Assai per tempo il culto greco delle ninfe penetrò a Roma, dove esse furono identificate con le divinità indigeti dell'acqua e delle sorgenti (Camene, Carmenta, Giuturna: v.). Probabilmente anzi, l'aedes Nympharum in campo, nota come sede dell'archivio censorio, è da identificarsi con quell'aedes Iuturnae in campo, di cui più volte si fa menzione: è da ritenersi che in questo sacrario, originariamente votato a Giuturna si sia venuto ad aggiungere poi il culto delle ninfe, nel numero delle quali si pone Giuturna stessa. La nozione e il culto delle ninfe, passando dalla Grecia a Roma (probabilmente attraverso la Magna Grecia), diedero origine anche a quell'arcaica e ingenua trascrizione del nome in Lumpae o Lymphae, esprimente in certo modo l'identità di queste dee con la virtù fecondante e salutifera dell'acqua.
S'immaginarono le ninfe come fanciulle di fiorente bellezza, rese ancora più belle dai loro ornamenti di foglie e di fiori; si rappresentarono negli atteggiamenti, a loro più soliti, della danza, del canto, del bagno, con nudi i piedi e le braccia, disciolte le chiome, succinte le vesti, sguardo lieto e sereno; le naiadi più spesso intente ad attingere acqua o a raccoglierla in brocche, le oreadi, sedute o dritte sulle rupi degli alti monti. Si ricordano rappresentazioni di ninfe a rilievo, per mano di parecchi artisti; in tondo, pare le avesse scolpite soltanto Prassitele: di rado vennero rappresentate sole, ordinariamente invece in compagnia di Pan, dei satiri o anche di Ermete. Anche in tutto il territorio dell'impero romano s'incontravano frequenti monumenti o are di ninfe, spesso in compagnia di Apollo, come divinità salutifera.
Bibl.: O. Navarre, in Daremberg e Saglio, Dictionnaire des antiquités, VII, p. 124 segg.; Bloch, in Roscher, Lexicon der griech. und röm.
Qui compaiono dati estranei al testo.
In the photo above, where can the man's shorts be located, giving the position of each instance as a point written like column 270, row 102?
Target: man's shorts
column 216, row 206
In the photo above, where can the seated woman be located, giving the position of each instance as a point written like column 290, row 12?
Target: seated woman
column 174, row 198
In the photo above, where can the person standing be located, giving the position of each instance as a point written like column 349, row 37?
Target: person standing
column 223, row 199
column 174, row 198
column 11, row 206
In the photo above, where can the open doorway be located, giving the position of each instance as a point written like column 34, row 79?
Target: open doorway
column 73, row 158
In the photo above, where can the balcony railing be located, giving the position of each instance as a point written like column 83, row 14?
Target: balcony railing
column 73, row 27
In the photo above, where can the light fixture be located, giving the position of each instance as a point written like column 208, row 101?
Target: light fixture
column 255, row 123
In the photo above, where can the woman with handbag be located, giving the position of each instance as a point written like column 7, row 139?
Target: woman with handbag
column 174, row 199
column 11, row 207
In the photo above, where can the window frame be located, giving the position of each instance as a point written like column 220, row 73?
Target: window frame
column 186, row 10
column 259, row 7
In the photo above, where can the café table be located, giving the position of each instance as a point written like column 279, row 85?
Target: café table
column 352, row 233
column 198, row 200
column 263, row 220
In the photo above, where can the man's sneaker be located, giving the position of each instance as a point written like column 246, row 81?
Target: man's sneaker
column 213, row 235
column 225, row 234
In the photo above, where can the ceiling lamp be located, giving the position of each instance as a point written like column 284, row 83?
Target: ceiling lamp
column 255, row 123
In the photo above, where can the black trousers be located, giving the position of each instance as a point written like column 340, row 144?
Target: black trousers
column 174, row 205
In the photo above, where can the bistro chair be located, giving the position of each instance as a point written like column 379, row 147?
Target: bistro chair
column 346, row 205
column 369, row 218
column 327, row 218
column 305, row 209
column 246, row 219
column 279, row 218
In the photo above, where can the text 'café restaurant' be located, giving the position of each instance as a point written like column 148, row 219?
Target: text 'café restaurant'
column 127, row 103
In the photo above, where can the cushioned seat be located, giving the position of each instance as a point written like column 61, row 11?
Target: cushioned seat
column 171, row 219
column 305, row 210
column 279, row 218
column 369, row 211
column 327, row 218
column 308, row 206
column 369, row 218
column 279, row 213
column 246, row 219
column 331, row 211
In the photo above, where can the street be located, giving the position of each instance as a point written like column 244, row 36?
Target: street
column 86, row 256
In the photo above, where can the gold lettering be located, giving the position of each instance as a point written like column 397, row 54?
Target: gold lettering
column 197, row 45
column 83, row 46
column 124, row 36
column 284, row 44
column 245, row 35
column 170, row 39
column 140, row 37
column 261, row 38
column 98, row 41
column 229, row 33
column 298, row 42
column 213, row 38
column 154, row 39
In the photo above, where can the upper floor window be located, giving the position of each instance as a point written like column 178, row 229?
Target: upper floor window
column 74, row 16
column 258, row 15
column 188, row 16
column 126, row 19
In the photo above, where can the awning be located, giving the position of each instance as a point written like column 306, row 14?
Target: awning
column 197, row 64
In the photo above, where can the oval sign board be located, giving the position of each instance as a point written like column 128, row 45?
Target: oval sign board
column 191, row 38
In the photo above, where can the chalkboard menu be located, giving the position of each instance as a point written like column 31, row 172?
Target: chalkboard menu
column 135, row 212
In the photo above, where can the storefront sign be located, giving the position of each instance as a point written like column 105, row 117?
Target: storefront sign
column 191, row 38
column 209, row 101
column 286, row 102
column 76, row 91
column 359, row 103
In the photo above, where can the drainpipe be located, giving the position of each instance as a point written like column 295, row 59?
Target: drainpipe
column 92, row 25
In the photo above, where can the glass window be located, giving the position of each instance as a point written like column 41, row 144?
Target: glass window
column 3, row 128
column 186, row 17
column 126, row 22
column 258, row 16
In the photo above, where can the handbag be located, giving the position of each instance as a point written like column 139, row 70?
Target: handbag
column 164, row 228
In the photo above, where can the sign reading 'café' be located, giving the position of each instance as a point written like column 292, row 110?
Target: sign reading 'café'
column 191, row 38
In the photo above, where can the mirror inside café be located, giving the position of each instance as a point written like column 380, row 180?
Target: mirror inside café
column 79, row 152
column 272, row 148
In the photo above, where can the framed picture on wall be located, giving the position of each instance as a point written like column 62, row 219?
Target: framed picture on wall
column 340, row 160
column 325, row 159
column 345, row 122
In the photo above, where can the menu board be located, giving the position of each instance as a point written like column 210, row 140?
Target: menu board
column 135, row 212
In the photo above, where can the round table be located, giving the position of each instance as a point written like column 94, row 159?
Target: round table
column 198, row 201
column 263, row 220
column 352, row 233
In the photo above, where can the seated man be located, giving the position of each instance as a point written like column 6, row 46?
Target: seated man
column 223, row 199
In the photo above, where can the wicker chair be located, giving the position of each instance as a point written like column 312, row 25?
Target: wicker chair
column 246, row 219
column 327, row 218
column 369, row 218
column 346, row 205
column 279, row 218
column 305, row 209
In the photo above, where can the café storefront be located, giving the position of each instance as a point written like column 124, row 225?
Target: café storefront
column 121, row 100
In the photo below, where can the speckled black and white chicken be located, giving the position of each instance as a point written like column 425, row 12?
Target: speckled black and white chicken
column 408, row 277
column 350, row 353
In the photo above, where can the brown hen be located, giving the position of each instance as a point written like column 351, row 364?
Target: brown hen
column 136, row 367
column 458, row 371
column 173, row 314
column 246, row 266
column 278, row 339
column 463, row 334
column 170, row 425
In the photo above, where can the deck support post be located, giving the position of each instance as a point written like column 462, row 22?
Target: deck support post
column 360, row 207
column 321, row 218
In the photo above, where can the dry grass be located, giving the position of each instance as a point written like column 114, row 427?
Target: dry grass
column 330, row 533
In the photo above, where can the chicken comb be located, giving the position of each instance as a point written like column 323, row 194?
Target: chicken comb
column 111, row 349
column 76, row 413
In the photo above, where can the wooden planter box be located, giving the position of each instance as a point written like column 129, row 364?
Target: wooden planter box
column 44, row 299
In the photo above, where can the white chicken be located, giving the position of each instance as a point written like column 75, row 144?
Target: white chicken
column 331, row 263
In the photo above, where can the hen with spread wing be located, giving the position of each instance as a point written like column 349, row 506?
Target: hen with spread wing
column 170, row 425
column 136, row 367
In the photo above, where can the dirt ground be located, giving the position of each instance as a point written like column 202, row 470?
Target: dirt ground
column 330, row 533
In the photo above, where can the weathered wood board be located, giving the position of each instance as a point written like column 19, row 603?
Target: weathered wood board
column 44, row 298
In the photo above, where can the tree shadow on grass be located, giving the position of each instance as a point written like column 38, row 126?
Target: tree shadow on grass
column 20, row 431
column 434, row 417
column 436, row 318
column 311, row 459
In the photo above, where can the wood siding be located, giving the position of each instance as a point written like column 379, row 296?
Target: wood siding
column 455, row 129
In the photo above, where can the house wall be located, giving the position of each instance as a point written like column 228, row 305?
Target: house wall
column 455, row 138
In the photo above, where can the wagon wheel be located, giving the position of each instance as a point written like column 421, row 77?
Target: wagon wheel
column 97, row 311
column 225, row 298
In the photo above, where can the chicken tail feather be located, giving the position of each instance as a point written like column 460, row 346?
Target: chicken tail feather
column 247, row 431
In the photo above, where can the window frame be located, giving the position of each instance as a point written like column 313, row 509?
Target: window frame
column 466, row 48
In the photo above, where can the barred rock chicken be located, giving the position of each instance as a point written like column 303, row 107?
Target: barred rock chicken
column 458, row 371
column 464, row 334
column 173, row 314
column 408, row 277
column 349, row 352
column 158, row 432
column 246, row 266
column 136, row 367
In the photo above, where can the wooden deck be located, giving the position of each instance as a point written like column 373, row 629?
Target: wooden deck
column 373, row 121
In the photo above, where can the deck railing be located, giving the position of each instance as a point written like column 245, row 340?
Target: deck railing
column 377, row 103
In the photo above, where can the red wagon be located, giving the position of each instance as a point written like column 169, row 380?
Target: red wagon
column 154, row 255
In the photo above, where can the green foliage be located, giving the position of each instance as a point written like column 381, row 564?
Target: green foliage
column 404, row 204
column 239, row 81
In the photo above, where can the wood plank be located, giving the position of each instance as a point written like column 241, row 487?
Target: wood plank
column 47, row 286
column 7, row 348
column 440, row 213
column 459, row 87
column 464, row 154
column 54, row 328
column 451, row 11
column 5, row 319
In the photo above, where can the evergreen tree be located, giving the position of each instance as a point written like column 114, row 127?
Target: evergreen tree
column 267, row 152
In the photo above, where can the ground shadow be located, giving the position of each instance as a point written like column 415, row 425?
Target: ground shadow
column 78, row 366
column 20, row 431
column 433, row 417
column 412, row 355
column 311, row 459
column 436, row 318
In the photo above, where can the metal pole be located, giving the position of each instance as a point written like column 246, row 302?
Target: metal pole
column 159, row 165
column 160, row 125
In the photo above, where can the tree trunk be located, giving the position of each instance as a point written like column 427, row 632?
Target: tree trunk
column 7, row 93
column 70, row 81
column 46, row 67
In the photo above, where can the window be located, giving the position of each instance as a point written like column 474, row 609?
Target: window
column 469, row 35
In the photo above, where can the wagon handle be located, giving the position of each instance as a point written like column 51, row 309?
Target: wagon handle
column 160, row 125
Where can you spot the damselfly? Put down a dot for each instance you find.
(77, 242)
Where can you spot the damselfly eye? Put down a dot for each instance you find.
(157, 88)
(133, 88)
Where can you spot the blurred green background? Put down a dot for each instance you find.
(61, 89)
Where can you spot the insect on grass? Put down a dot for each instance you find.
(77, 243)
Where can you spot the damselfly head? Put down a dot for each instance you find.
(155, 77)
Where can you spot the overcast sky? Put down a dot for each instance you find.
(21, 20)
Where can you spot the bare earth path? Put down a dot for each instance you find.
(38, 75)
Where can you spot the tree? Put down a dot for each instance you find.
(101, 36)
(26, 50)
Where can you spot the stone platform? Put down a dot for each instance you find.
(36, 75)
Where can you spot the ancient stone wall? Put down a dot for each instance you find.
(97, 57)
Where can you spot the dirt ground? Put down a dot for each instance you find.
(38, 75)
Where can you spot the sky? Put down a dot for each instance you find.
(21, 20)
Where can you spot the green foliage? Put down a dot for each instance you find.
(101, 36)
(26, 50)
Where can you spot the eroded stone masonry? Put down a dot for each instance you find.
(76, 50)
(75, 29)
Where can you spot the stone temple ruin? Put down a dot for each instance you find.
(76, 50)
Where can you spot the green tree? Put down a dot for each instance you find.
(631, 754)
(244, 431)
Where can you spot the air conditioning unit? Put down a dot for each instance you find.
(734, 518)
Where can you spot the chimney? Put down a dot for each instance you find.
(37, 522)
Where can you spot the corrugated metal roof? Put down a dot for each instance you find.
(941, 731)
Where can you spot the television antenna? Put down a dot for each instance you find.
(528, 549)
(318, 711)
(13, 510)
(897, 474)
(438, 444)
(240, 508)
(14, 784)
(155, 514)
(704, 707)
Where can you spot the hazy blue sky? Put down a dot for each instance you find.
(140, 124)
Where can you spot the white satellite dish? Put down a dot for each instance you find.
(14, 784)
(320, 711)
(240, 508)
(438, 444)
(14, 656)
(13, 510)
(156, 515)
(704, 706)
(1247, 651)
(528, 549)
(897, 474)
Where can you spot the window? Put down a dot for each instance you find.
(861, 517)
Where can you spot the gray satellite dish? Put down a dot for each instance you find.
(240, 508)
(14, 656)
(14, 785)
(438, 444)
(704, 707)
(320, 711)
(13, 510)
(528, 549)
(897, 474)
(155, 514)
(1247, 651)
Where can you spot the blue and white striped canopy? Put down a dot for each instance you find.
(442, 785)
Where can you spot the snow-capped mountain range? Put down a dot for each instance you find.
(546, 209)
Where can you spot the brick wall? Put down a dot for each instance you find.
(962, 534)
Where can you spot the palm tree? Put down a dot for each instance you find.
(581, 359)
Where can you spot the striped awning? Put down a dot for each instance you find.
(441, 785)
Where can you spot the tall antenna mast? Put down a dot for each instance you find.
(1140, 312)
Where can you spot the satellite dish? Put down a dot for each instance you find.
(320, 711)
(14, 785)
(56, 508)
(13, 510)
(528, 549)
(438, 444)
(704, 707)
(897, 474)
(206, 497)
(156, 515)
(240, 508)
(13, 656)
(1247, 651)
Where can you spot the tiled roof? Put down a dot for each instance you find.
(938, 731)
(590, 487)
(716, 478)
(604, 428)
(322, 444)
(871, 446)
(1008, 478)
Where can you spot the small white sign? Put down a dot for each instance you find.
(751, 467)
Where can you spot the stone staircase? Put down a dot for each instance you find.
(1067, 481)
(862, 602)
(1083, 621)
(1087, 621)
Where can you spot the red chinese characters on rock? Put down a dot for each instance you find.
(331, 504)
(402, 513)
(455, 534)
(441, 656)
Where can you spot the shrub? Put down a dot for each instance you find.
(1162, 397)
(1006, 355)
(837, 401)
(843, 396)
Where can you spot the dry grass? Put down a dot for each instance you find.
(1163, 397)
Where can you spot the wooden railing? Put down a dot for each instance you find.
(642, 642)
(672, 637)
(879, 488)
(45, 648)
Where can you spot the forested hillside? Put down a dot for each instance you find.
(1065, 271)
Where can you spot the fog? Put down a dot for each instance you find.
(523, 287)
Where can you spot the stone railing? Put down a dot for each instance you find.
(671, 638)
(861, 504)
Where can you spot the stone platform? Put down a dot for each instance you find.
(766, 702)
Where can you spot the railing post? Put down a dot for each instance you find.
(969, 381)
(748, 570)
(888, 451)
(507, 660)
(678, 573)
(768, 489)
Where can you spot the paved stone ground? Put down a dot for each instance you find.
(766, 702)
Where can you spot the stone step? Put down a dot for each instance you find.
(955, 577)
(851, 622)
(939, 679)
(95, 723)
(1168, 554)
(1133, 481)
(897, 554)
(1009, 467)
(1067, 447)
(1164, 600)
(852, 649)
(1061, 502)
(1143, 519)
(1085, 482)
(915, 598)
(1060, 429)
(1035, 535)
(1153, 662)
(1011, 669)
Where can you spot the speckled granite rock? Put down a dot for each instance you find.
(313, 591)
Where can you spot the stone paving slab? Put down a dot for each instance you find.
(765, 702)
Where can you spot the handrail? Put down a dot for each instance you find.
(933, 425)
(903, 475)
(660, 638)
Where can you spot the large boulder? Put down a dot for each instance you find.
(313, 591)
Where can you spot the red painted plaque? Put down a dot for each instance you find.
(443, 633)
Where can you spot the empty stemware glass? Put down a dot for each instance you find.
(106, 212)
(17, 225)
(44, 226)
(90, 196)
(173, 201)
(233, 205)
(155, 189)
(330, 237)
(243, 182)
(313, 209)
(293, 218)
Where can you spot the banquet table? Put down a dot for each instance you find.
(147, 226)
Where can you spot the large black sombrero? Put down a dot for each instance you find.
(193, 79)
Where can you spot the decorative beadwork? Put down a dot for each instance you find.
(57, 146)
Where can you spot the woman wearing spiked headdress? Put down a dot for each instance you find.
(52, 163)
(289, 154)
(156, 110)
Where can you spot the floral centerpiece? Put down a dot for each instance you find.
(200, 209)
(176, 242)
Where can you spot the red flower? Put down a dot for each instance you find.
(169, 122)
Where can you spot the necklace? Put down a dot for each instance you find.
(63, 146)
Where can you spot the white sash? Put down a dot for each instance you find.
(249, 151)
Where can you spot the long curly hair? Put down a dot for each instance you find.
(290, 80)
Mythologie, III, coll. 500-567; L. Preller e C. Robert, Griechische Mythologie, 4ª ed., Berlino 1894, p. 718 segg.; O. Gruppe, Griech. Mythologie und Religionsgeschichte, Monaco 1906, II, p. 826 segg.; G. Wissowa, Religion und Kultus der Römer, 2ª ed., ivi 1912, p. 223 seg.; A. Baumeister, Denkmäler der klass. Altertums, Monaco e Lipsia 1889, II, p. 1031 segg.